I guardiani di fine livello per me sono come la disco music, li amo poi li odio poi li amo poi li odio e poi li apprezzo. Ma come la disco music devono avere una loro collocazione. La fine di uno stage deve essere un momento da celebrare, una volta. Poi basta. Chi ha inventato le boss rush, per esempio, per me avrebbe dovuto avere il 42 bis, in modo da non poter contagiare altri designer.

Quindi il boss lo vedi, ne godi della spettacolarità, lo soggioghi e poi lo riponi sanguinante nel cassetto dei ricordi. Molti roguelike questa mia necessità non la capiscono. Ripropongono sti zozzoni a ogni giro. A volte pure più potenti, con pattern modificati. In più ogni livello va rifatto spesso da capo e magari pure con cura di setacciare ogni angolo perché, come si scriveva poco sopra, altrimenti si arriva impreparati all’appuntamento col dolore. Il loop diventa lungo, al limite del fastidioso. E quando finalmente ci si presenta di fronte ad un nuovo guardiano, si viene asfaltati senza capirne bene i pattern. E via, un’altra mezz’oretta per poterci riprovare. Tempo perso.

Anche in questo The Persistence offre una facilitazione. Una volta espletata l’operazione particolare che prelude alla fine di uno dei piani della nave (i suoi boss finali, in un certo senso), questa non dovrà essere ripetuta successivamente. Non solo, nei tentativi seguenti l’ascensore che conduce ai livelli superiori sarà collocato molto più in prossimità del punto di partenza. Questo si chiama aver cura del tempo del giocatore. 

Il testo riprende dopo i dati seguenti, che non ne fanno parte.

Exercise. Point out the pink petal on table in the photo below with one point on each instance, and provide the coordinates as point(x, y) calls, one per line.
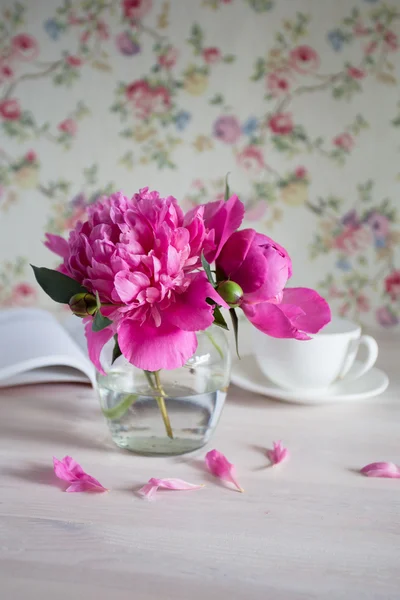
point(220, 467)
point(381, 469)
point(69, 470)
point(151, 487)
point(278, 454)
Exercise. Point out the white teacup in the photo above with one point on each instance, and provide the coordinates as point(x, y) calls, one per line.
point(315, 364)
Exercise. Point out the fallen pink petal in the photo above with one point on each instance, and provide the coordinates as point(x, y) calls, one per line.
point(220, 467)
point(381, 469)
point(278, 454)
point(69, 470)
point(149, 490)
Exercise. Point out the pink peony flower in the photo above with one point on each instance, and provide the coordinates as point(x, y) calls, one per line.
point(30, 156)
point(281, 123)
point(301, 172)
point(386, 317)
point(261, 267)
point(126, 45)
point(23, 294)
point(73, 61)
point(68, 126)
point(211, 55)
point(148, 100)
point(251, 159)
point(136, 9)
point(227, 129)
point(169, 58)
point(344, 141)
point(392, 285)
point(141, 256)
point(24, 47)
point(10, 109)
point(6, 72)
point(304, 59)
point(355, 73)
point(278, 83)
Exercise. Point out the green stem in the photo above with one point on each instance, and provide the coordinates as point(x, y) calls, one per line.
point(161, 405)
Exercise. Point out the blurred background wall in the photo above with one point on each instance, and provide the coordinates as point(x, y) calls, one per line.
point(298, 100)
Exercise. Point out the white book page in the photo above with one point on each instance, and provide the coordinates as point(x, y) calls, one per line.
point(35, 348)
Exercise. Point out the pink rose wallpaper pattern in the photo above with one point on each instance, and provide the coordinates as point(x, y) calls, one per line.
point(298, 101)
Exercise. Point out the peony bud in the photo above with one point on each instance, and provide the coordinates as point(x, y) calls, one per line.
point(231, 292)
point(83, 304)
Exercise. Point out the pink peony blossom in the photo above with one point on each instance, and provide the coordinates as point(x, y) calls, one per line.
point(73, 61)
point(126, 45)
point(211, 55)
point(392, 285)
point(261, 267)
point(251, 159)
point(355, 73)
point(168, 59)
point(30, 156)
point(68, 126)
point(344, 141)
point(281, 123)
point(148, 100)
point(304, 59)
point(10, 109)
point(278, 83)
point(141, 256)
point(301, 172)
point(24, 47)
point(136, 9)
point(227, 129)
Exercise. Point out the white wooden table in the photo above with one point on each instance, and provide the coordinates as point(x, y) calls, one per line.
point(312, 529)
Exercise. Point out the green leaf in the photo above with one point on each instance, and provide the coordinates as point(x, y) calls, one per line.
point(58, 286)
point(116, 351)
point(227, 190)
point(235, 323)
point(120, 409)
point(207, 269)
point(100, 322)
point(219, 319)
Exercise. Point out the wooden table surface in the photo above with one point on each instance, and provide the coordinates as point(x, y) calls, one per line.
point(314, 528)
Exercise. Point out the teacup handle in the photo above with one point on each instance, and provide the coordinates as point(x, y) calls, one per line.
point(372, 354)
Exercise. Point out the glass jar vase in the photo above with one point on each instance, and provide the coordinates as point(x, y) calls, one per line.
point(166, 412)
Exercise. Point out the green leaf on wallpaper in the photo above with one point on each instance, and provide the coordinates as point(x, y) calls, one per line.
point(58, 286)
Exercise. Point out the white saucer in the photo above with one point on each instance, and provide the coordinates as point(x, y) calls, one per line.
point(247, 375)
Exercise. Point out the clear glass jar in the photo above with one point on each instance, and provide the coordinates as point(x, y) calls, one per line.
point(166, 412)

Questo è un nemico decisamente infame. A voi il piacere di scoprire il perché.

Dove il gioco di Firesprite per me vince senza nemmeno entrare in campo è nel suo focus dritto e pulito a quello che serve. Proseguire in The Persistence non vuol dire sbloccare roba. Sbloccare roba non mi dispiace, ma non riesco a farne il fulcro della mai esperienza ludica. Se il gusto è sempre lo stesso, le nuove armi, le abilità fantasiose sono solo il condimento del contorno, il piatto quello resta. Non è una molla che mi basta né mi soddisfa. Anche perché più elementi significano un’ulteriore stratificazione nell’imprevedibilità. La varietà risolve un problema che non ho andando ad esacerbarne un altro che invece patisco. Mi serve una traiettoria da A alla Z, una conclusione, titoli di coda e tanti saluti. New Game +? Sì, ok, per chi ne ha voglia, non io, ma posso pure considerarlo, datemi però un’idea di conclusione. Il loop infinito non è il mio pane.

Forse il centro della questione è tutto qui: non cerco stravolgimenti, mi conforta la soluzione semplice, la pista anarchica. Ciò che per me è irritante, è in realtà il cuore pulsante del genere. Probabilmente quello che anelo è un’esperienza pepata da qualche incursione RNG pesante ma non costituente, un flusso di gioco con cuore e testa ben radicati in una cultura classica. Pur essendo convinto che sia un esempio virtuoso, magari The Persistence è un roguelike per chi non li ama, un bastardo che è più un gioco vecchio stile con elementi casuali, una risposta semplice. Ed è per questo che mi piace.